Security and compliance
Sixfold emphasizes a security posture aligned to an AICPA framework, HIPAA for health data, and GDPR, with data isolation that gives each customer control of its data, plus responsible-AI governance including bias monitoring and model documentation, the latter being important given its autonomous agent capabilities. Planck operates as an enterprise data platform for regulated commercial insurers; carriers should confirm its current attestations directly during procurement, as it does not foreground specific certifications on its public technology page. Carriers underwriting health-related risk should weigh Sixfold's stated HIPAA alignment.
Pricing
Both Planck and Sixfold are enterprise B2B platforms sold through direct sales, and neither publishes standard pricing. Sixfold has raised substantial venture funding, including a 30 million dollar Series B in early 2026, which signals scale but does not translate to a published price. Expect quote-based, custom contracts driven by lines of business, submission volume, number of underwriters, and integration scope. Do not budget against any public number, because none exists; build the case on demonstrated cycle-time and capacity gains in a scoped pilot.
When to choose Planck
Choose Planck if you are a commercial-lines carrier or MGA whose primary bottleneck is incomplete or unverified submission data on small-to-mid-size businesses. Planck's name-and-address enrichment quickly tells underwriters what a business does and what exposures it carries, and its marketplace presence on Duck Creek and Ivans can speed integration. It is the better fit when the problem is data gaps and manual research rather than guideline-driven triage.
When to choose Sixfold
Choose Sixfold if your bottleneck is the time underwriters spend reading submissions, applying appetite, and writing referrals and narratives, especially across high-volume commercial P&C or Life and Health books.

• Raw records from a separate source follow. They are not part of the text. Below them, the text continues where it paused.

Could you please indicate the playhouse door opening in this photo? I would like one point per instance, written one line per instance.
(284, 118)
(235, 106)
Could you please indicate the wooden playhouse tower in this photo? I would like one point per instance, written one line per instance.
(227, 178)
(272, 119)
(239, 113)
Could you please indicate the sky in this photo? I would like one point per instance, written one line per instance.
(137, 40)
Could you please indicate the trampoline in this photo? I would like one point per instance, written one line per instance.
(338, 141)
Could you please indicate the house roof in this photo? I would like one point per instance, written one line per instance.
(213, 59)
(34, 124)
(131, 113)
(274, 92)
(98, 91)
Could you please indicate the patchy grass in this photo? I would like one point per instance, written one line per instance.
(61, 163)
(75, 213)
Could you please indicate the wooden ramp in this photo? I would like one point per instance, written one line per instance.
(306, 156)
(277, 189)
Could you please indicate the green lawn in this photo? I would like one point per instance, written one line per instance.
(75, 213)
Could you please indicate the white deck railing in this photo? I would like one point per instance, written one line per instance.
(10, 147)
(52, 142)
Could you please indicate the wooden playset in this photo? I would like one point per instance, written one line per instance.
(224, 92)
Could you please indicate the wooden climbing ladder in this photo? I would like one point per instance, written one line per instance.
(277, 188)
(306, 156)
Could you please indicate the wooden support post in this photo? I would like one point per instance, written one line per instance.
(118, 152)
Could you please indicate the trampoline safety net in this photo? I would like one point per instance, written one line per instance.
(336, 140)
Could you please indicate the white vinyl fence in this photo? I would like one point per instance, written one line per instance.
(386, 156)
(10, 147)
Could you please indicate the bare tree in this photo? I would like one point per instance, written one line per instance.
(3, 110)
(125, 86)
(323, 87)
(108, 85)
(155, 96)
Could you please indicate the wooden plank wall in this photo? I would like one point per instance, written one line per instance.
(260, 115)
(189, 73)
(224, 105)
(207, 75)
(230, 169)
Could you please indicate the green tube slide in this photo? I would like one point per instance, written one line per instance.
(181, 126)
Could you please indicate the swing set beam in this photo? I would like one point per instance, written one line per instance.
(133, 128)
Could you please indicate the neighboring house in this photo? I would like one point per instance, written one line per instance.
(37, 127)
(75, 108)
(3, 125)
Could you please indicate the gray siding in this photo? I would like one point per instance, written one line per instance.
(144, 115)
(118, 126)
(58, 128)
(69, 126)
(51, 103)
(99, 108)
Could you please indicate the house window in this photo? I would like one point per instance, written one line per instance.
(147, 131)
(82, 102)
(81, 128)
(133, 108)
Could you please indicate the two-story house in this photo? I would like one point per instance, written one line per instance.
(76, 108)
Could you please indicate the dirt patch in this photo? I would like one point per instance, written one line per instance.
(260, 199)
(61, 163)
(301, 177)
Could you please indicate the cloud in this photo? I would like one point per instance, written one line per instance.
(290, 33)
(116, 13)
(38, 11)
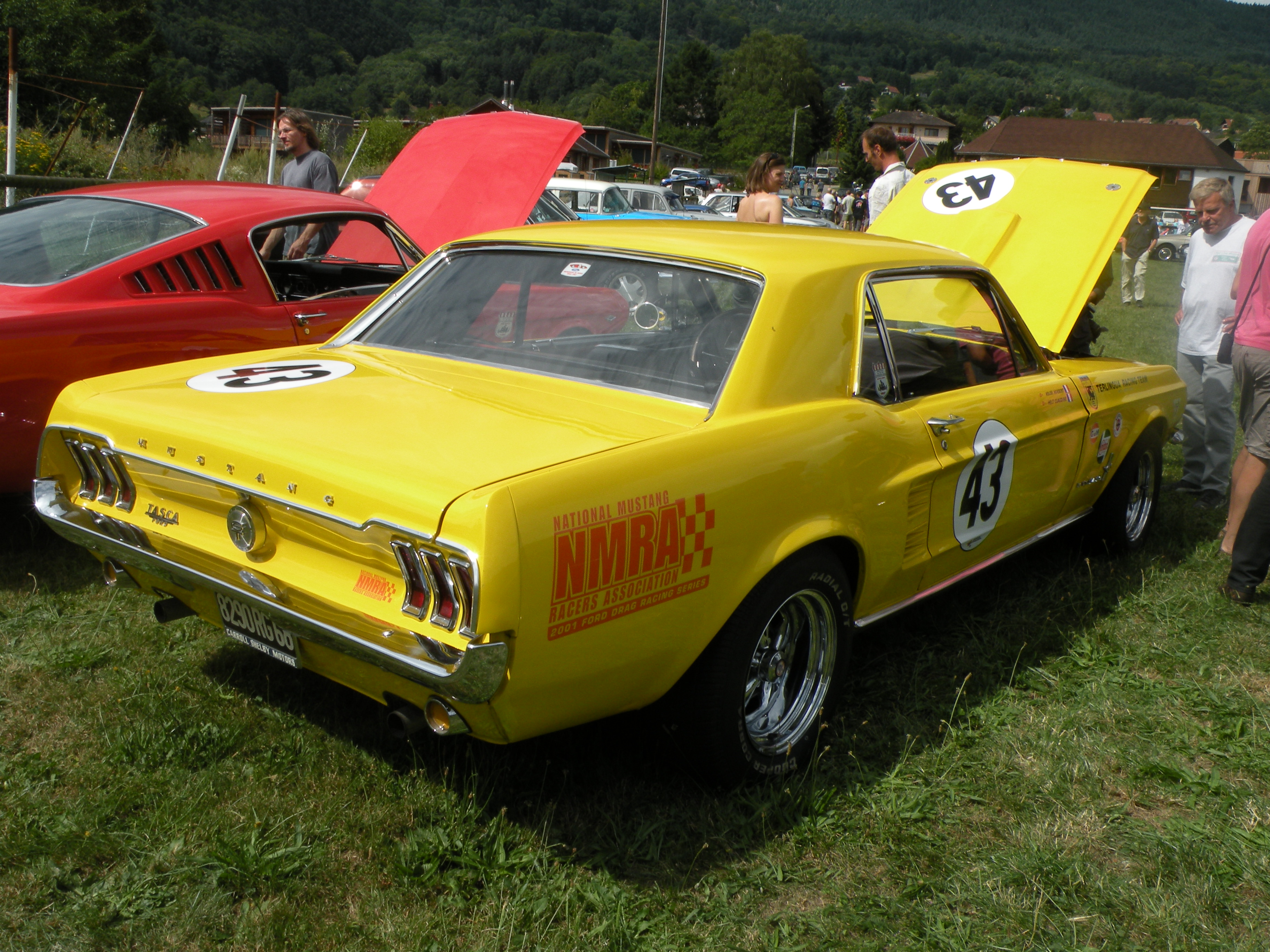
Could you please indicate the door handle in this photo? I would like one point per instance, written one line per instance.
(940, 425)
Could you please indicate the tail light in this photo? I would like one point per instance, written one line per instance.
(437, 587)
(416, 601)
(103, 476)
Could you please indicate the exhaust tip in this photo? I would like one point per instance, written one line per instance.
(442, 719)
(115, 574)
(407, 721)
(170, 610)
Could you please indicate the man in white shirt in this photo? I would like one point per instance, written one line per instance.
(1212, 263)
(882, 151)
(829, 202)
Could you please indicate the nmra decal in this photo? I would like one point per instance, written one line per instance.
(164, 517)
(375, 587)
(607, 566)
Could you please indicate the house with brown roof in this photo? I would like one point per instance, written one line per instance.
(1176, 155)
(920, 126)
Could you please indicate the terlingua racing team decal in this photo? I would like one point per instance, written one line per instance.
(983, 485)
(618, 559)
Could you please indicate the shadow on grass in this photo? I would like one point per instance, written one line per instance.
(618, 794)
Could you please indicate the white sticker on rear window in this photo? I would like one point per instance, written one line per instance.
(280, 375)
(968, 191)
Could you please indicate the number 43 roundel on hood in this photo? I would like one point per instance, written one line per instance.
(1043, 228)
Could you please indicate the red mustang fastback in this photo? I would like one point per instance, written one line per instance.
(125, 276)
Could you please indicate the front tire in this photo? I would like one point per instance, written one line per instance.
(755, 700)
(1127, 509)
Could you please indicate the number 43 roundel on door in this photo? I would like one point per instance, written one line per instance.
(983, 485)
(977, 187)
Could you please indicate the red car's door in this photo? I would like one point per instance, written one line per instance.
(326, 271)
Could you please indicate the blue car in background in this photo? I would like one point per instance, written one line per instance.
(595, 201)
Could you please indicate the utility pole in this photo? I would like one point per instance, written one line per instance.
(274, 139)
(11, 144)
(657, 92)
(232, 139)
(794, 134)
(125, 139)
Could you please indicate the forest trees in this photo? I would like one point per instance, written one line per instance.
(761, 84)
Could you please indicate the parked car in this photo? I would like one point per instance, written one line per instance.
(1171, 248)
(591, 200)
(124, 276)
(727, 202)
(793, 436)
(657, 198)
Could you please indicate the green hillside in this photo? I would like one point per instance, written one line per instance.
(736, 70)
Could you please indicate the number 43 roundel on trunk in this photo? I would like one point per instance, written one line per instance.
(977, 187)
(983, 485)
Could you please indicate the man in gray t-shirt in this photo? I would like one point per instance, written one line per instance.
(309, 168)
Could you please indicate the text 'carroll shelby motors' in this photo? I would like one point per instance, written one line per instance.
(785, 436)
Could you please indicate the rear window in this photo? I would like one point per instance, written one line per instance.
(661, 329)
(46, 240)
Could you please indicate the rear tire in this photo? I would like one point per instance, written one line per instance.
(1127, 508)
(754, 704)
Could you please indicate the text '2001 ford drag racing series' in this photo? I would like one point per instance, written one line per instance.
(480, 511)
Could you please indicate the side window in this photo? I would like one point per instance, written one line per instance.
(944, 333)
(615, 204)
(877, 381)
(332, 257)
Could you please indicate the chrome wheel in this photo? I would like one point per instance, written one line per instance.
(1142, 499)
(790, 672)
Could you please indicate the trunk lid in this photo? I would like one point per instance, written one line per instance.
(1043, 228)
(398, 437)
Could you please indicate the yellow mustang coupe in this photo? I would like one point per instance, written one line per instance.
(554, 473)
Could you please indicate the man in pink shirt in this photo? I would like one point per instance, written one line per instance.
(1252, 362)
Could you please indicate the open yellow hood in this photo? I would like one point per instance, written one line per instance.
(1043, 228)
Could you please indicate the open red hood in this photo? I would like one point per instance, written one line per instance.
(470, 174)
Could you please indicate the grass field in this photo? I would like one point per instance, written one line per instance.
(1068, 752)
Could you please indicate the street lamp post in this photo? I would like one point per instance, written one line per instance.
(794, 134)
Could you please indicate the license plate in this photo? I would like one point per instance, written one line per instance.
(245, 625)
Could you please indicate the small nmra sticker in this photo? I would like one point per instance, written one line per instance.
(164, 517)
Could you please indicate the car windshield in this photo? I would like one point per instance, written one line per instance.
(661, 329)
(549, 209)
(46, 240)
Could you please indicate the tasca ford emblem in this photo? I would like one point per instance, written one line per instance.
(280, 375)
(163, 517)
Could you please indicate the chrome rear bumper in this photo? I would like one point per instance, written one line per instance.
(472, 680)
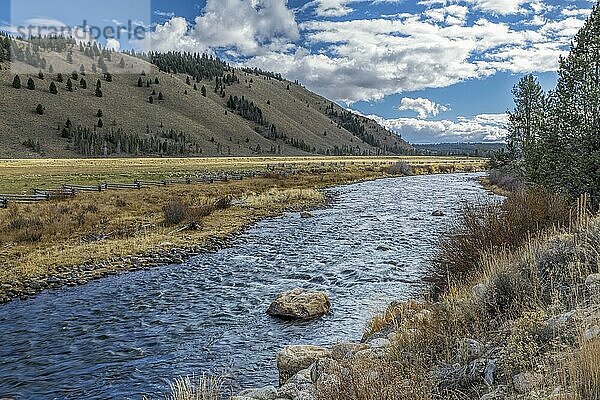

Its appetite-aware triage, cited summaries, and autonomous agents are designed to compress submission-to-decision time, with carriers like Zurich and Skyward reporting measurable cycle-time savings. It is the stronger fit when you want the tool to act on submissions, not just describe risks.
Before deciding, review adjacent options. Our Gradient AI vs Planck comparison contrasts Planck's enrichment with a loss-prediction engine, and our Cytora vs Federato comparison covers the broader risk-processing and portfolio-steering category. Many carriers ultimately combine an enrichment layer like Planck with an appetite-and-workflow layer like Sixfold rather than choosing only one.